Someone is screaming, and Zuko can't figure out if it's coming from him or one of his companions.

Judging by the horrified looks worn by Sokka and Aang, Zuko assumes he is the one responsible for the gut-wrenching cries that are ripping the night sky to pieces.

Azula blasts another stream of fire at his burned and broken body, succeeding in drawing another shout of agony as the flames lick across his exposed torso and left arm. Zuko struggles to roll to one side, to avoid the infernoterror that is racing thirstily toward him, but only manages to get his face completely clear of the blaze before he is wrapped in a blistering anguish that sends him writhing and wailing.

He returns to himself after the initial torture sweeps up and down his body, eliciting unearthly cries as it goes. Clawing the ground with his right hand, he drags himself a few feet further, attempting to call out for help—hear their voices—from Sokka and Aang, but discovers in the time it took him to recover, they have been struck down by Azula's malice-charged flames.

Sokka lies curled in on himself, looking infinitely smaller than he does on a regular basis, where he is filled with bravado and dry humor. No evidence remains of the cocky yet fiercely loyal man Zuko has come to be good friends with. Now he is gaunt, emaciated by the wall of fire that has just consumed him. Burns still bubble and swell on his visible skin.

Aang has fallen prey to the conflagration in much the same way as he confronted it. His hands are still positioned in the telltale stance of an airbender about to deflect the enemy, still set on protecting anyone he can even into death. He jerks and shudders on the ground as the last vestiges of life leave his body. Zuko wonders why he didn't go into the Avatar state.

Suddenly Azula is upon him, and Zuko doesn't have mind space to question anything aside from how he is going to survive to fight another day. But as her blazing fist rushes very quickly to meet his disfigured facial features (not yet, he's never had the experience of a night spent with friends without a care in the world), he finds his world exploding in a rush of white-hot pain. Stars burst in front of unseeing eyes before everything goes black.

"Spirits, Zuko, if we even stood a chance of finding any meat, it's fled over the hills with your hollering."

Zuko awakens abruptly with a curse, flailing wildly to disentangle his deadened limbs from where he has inexplicably wound them tightly enough in his sleeping roll to ensure a cutoff of blood flow.
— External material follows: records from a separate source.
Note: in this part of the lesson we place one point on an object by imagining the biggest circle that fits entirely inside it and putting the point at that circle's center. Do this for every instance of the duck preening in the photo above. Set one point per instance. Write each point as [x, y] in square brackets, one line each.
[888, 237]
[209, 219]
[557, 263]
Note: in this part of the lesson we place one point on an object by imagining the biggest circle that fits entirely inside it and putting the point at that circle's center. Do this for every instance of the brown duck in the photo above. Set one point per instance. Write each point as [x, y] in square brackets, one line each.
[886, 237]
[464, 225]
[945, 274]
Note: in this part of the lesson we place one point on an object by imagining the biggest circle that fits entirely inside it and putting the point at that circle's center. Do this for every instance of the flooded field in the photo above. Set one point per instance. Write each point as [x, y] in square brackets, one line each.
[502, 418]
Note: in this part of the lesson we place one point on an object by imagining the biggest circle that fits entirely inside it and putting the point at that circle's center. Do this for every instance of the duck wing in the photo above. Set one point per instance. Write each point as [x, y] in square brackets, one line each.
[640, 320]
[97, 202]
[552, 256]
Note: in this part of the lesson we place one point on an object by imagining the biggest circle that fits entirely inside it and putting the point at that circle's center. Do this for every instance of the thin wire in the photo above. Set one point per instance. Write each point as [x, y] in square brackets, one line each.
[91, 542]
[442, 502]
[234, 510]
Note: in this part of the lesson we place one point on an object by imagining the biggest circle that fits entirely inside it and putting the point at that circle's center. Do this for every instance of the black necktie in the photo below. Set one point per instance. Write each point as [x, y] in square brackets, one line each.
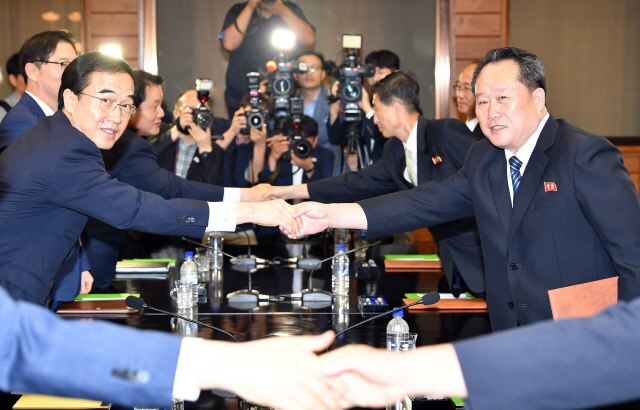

Slamming his hand down to give himself a bit of leverage, he twists violently, succeeding only in flipping himself over on to his belly and eliciting a snicker from Aang, who comments on his "distinctive sea-slug-ness."

Irrationally aggravated by Aang's statement and more relieved than he cares to admit at the thank-Agni-alive-men, Zuko reverts back to his surly teenage days and snarls, "If some people wouldn't scare the living sh—"

Sokka flings a sock casually in Zuko's direction to stop him talking. "Calm down, Jerkbender. Aang was just observing. I mean, it's not like you're really from a family of sea-slugs. Though that wouldn't be a huge surprise if you were."

Stretching carelessly, Sokka flops back on to his bedroll and tucks his arm under his head. He never sleeps beneath a blanket on these warm summer nights; growing up in the frozen wasteland (not that Zuko would say that in front of him) he called home could do that to a guy.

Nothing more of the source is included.